Common tools and models for static embeddings:

Word2Vec
GloVe
fastText
gensim
spaCy word vectors

Word embeddings vs text embeddings

At this point, the terminology can get confusing.

There are two separate questions.

First:

What are we embedding?

The answer can be:

word
token
sentence
paragraph
document

Second:

Does the embedding change with context?

The answer can be:

static
contextual

So "word embedding" and "document embedding" describe the size of the thing being embedded.

"Static" and "contextual" describe whether the vector changes depending on the surrounding text.

A word embedding represents one word:

apple -> vector
dog   -> vector
bank  -> vector

A text embedding or document embedding represents a whole sentence, paragraph, chunk, or document:

"How do I reset my password?" -> vector

or:

"Users can reset their password by clicking Forgot Password on the login page." -> vector

Text embeddings are heavily used in semantic search and many RAG systems.

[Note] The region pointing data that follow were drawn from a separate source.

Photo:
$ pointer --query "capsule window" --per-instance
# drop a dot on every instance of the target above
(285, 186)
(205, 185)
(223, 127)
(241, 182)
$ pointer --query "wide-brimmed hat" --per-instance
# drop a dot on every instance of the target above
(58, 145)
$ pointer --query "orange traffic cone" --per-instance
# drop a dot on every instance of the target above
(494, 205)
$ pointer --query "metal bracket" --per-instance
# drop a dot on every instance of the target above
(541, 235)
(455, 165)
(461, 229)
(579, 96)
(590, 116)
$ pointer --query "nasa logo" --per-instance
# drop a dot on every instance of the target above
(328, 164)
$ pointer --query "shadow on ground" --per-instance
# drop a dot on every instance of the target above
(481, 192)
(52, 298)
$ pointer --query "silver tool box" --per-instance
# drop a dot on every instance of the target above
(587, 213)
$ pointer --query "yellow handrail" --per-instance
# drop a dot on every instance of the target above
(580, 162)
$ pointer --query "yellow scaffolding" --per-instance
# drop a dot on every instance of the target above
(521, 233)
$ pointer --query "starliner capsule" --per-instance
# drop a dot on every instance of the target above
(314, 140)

A RAG pipeline often looks like this:

Document
-> split into chunks
-> embed each chunk
-> store vectors in a vector index or vector database

Then when the user asks a question:

Question
-> embed question
-> compare with document vectors
-> retrieve closest chunks
-> send retrieved context to the LLM

Example:

User question:
"How do I change my password?"
 
Stored document chunk:
"Users can reset their password by clicking Forgot Password on the login page."

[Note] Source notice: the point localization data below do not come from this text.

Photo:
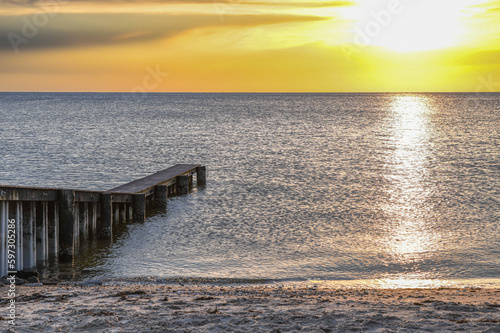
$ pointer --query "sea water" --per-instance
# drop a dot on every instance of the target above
(396, 189)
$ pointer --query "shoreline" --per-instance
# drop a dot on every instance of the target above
(177, 307)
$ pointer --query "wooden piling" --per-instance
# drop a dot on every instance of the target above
(53, 228)
(161, 195)
(41, 232)
(105, 224)
(19, 236)
(201, 176)
(55, 221)
(67, 224)
(4, 216)
(29, 235)
(139, 207)
(182, 185)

Even though the words are not exactly the same, the meanings are close.

A semantic search system can retrieve the right chunk because the embeddings are close in vector space.

Common tools for text and document embeddings:

SentenceTransformers
Hugging Face Transformers
OpenAI embeddings
Cohere embeddings
Voyage AI embeddings
LangChain
LlamaIndex
FAISS
Chroma
Pinecone
Weaviate
Qdrant

The short version

The evolution so far looks like this:

One-hot encoding
-> Bag of Words
-> TF-IDF
-> static word embeddings
-> text embeddings

Each step fixes a weakness from the step before it.

One-hot encoding knows word identity.

Bag of Words counts words in documents.

TF-IDF measures word importance.

Embeddings represent meaning-like similarity.

But static embeddings still leave one important problem:

The same word can mean different things in different sentences.

That is the problem contextual embeddings and Transformers were designed to handle.